Sunday dawns and brings us back to reality. I'm fairly confident in the dial on the '67 so I set it up for 10.89, just in case I lose some in the sixty. After killing the tree all weekend, I'm .031 to Frank Renda's .026. I thought I killed the tree and when I looked over after letting go I thought I had him by at least .020. I was wrong. On the big end the car had picked up 60' and was on a 10.870. After a bunch of womping and .014 stripe later, I was 10.888 to his dead-on 10.907. So my last two rounds here went pretty much the same way: my breakout to the other guys dead-on.

Did you know that this is the 4th straight NHRA Race at Atco that I've lost 1st round? I lost first round at the Divisional in 2002, the open and divisional in 2003 and now the open in 2004. I hope to turn that streak around in October when we come back here for the Divisional. Either that or I fly Brian in to drive, seeing that he went 4 rounds at the open here in 2002- his last time in the '67.

I was really confident in the dial on Dad's car going into Sunday based on how it reacted to the numbers on Friday and Saturday.

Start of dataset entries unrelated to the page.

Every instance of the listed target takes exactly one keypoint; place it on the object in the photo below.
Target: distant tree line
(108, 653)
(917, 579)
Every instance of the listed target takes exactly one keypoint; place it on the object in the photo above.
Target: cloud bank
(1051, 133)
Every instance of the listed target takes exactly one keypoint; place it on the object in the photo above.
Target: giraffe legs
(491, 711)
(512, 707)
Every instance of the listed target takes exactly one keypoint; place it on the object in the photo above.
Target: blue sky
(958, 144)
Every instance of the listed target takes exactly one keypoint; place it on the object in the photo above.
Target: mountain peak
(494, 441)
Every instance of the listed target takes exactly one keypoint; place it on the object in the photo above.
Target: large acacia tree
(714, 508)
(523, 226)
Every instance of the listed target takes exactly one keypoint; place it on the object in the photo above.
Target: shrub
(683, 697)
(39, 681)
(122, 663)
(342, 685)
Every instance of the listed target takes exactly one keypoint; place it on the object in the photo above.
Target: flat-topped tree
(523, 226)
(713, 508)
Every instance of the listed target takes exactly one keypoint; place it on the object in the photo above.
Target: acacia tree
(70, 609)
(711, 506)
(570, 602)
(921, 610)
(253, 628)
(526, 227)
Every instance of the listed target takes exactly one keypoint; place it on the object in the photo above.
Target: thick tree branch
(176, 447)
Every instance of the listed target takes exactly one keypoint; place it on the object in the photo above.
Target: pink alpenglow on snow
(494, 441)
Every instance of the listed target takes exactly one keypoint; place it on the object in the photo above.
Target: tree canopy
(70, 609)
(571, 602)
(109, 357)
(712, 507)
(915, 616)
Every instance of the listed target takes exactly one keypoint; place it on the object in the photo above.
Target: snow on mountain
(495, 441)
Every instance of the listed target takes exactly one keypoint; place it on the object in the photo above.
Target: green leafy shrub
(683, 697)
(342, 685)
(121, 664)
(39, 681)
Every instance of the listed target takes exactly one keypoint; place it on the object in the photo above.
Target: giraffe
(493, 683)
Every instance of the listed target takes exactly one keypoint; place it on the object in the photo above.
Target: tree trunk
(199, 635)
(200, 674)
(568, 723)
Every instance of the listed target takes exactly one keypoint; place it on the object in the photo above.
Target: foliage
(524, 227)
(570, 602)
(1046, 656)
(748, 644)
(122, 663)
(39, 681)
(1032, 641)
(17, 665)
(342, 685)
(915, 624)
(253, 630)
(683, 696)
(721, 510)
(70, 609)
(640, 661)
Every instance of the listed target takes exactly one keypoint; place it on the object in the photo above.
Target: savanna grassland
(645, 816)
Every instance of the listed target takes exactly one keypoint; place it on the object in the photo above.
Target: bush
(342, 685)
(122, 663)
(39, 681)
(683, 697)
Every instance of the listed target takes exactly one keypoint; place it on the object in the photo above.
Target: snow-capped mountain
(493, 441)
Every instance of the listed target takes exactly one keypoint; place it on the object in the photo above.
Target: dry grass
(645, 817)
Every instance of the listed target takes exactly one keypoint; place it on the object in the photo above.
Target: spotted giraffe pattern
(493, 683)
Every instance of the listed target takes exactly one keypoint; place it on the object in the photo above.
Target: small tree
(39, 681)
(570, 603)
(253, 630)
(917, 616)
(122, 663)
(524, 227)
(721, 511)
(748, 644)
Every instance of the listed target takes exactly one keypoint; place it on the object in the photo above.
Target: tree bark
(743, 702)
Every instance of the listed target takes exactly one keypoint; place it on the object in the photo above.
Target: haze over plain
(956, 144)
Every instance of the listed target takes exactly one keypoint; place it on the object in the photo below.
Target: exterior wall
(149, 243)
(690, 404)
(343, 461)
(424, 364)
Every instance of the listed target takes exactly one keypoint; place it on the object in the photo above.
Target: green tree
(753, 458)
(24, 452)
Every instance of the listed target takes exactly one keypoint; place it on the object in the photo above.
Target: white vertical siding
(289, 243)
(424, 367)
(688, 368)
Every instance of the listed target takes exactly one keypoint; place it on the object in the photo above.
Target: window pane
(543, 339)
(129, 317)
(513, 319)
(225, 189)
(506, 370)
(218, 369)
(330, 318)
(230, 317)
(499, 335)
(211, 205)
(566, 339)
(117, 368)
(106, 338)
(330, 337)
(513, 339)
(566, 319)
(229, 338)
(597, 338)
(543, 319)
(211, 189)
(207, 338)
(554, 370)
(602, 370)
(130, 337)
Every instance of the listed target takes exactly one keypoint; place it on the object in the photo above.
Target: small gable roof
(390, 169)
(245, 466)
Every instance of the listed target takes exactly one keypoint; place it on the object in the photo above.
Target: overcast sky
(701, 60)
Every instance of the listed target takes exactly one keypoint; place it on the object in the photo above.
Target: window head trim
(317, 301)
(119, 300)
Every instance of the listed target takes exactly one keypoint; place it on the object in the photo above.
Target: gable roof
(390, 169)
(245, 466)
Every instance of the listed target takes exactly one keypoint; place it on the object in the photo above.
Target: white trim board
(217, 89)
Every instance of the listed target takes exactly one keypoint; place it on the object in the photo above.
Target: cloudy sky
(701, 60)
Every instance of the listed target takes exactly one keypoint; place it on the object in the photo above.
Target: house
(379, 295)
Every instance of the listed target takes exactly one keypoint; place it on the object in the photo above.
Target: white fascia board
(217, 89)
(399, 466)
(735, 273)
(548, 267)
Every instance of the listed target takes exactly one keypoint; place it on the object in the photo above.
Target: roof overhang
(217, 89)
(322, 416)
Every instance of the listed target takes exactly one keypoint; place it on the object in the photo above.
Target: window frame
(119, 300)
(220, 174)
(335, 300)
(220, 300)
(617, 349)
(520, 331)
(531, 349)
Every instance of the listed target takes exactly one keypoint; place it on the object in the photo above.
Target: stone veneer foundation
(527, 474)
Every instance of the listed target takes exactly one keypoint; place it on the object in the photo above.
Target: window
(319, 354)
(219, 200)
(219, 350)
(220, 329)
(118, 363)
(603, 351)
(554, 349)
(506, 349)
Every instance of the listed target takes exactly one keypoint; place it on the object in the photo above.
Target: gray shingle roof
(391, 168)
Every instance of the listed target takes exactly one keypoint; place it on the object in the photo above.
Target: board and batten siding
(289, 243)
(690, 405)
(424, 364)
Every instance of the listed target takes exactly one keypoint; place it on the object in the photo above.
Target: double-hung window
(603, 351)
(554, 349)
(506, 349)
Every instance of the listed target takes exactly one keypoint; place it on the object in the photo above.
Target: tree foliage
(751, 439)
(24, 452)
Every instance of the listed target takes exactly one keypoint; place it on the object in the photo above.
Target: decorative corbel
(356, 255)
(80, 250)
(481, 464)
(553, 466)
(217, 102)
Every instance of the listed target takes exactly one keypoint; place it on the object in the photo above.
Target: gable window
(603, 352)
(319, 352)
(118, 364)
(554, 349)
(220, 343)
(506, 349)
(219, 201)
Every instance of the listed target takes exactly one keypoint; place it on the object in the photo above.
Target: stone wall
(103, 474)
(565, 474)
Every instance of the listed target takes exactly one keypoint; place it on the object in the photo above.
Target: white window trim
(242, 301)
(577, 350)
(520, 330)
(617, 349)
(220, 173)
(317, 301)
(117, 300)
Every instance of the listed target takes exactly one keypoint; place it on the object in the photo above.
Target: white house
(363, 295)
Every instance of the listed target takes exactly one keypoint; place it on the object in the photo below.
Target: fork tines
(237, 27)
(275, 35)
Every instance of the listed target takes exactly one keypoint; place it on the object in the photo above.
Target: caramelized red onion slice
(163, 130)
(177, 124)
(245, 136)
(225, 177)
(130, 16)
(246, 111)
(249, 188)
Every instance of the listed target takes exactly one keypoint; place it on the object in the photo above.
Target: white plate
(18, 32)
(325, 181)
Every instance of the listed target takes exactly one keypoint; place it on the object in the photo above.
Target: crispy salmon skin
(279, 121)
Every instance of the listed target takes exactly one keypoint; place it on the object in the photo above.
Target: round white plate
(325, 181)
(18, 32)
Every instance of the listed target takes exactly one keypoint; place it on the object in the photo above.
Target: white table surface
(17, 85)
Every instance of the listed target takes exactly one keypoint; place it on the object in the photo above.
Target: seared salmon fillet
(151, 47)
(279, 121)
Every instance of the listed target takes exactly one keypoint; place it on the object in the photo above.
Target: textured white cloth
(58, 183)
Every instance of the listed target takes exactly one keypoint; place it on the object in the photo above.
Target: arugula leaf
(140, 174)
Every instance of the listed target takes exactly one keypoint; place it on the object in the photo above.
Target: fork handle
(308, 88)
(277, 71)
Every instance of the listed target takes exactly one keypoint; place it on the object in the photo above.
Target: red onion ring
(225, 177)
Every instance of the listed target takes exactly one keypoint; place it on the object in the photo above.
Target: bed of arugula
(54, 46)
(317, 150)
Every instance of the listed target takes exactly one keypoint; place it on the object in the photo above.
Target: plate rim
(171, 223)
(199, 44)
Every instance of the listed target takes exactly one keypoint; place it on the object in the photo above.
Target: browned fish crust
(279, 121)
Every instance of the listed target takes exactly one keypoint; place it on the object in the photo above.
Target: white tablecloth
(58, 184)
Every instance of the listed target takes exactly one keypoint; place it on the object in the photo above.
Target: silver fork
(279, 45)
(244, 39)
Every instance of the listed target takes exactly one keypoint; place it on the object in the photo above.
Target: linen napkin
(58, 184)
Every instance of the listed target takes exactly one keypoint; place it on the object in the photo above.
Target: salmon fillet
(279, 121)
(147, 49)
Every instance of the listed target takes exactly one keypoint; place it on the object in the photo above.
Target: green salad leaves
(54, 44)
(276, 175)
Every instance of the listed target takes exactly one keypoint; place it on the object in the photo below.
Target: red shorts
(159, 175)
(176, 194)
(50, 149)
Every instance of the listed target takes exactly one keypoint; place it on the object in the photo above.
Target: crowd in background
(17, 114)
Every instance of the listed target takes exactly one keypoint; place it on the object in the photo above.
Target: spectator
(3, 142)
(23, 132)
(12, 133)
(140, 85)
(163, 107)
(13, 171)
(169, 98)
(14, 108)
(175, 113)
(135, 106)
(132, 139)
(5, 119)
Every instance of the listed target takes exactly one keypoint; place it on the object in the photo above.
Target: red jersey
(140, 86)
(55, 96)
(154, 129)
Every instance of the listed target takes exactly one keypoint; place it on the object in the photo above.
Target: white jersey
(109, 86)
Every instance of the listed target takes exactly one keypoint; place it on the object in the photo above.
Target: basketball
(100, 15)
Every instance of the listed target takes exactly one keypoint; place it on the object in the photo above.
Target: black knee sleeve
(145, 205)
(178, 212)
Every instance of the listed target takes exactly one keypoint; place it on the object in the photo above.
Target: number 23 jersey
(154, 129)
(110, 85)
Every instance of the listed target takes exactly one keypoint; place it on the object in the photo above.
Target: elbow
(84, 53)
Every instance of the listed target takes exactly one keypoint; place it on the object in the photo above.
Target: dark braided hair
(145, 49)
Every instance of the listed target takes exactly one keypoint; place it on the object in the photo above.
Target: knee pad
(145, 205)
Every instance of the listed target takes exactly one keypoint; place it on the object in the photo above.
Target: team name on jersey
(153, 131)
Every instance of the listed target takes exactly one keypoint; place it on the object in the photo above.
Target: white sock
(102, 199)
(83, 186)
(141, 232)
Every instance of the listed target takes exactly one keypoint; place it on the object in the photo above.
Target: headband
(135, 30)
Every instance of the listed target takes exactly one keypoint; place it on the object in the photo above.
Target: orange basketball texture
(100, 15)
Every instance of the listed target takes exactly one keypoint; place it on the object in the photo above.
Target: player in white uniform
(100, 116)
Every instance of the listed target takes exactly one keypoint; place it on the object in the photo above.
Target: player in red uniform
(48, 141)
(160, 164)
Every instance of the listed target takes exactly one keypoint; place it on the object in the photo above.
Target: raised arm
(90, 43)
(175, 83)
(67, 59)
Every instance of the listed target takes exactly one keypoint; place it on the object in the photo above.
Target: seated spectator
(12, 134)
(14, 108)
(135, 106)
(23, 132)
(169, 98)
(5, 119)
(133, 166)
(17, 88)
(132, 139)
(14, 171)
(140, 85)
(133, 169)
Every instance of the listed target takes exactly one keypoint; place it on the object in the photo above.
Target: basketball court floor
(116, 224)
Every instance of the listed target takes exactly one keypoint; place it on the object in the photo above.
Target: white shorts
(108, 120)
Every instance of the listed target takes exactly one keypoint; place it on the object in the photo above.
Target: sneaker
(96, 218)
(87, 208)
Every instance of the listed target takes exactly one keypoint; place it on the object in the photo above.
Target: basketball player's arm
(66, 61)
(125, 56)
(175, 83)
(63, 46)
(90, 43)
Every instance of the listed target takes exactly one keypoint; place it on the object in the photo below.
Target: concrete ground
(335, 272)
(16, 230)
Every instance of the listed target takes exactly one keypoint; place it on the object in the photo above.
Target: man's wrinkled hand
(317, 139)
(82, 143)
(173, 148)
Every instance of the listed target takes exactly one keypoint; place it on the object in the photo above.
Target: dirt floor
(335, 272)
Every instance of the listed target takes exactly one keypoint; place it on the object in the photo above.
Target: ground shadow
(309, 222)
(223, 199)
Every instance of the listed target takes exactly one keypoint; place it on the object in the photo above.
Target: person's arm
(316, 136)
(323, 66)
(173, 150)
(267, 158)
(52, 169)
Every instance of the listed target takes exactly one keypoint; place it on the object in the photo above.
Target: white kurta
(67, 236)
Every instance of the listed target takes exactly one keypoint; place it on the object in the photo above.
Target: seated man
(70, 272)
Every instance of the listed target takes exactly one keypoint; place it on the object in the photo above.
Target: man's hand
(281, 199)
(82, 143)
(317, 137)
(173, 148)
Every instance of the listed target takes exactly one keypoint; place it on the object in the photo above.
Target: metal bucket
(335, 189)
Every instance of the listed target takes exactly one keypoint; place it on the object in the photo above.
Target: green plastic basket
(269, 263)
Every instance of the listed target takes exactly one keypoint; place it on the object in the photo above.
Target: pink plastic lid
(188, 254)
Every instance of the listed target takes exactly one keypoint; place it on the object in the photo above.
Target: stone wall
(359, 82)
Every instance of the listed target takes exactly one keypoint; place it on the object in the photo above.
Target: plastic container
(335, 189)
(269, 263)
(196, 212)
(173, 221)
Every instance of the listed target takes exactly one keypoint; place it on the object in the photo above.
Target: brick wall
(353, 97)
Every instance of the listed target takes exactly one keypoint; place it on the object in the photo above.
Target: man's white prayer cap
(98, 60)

First round (which is Random Pairing) we pull into lanes next to the infamous Tommy DePascale (aka Tommy Dee). We raced Tommy at the Dutch Classic in October last year and it was a good battle, with Ray running 9.900 to Tommy's 9.901 with Dad getting this win by .010 after being .009 on the tree.

I set the car up for a 9.905 or so because of the big speed difference (170 vs. 145) so Dad could keep his foot right in it if he had to. After Dad's -.001 last night, he rolled a little into the box so he was now carrying .032 delay on the .400 pro tree. Ray needed .002 more in the delay box as he left the red light on with a -.002 reaction time to Tommy's .065. Then, of course, the car runs 9.903 on the big end at 170.45 MPH to Tommy's 9.896 at 145.45.

So that wraps up the weekend here at Atco with us extremely happy with how consistent Dad's car is (and how fast it's going and still being consistent) and still having a slight question mark about the '67 Camaro. Time will tell on that combo as the weather gets warmer and the adjusted altitudes go up.

That's it for this update, our next NHRA Race will be at the Lebanon Valley National Open May 15-16, but I'm probably going to take the '67 Camaro up to Epping to run their Hot Rod series on May 2nd. Hopefully by then our new trailer will be in.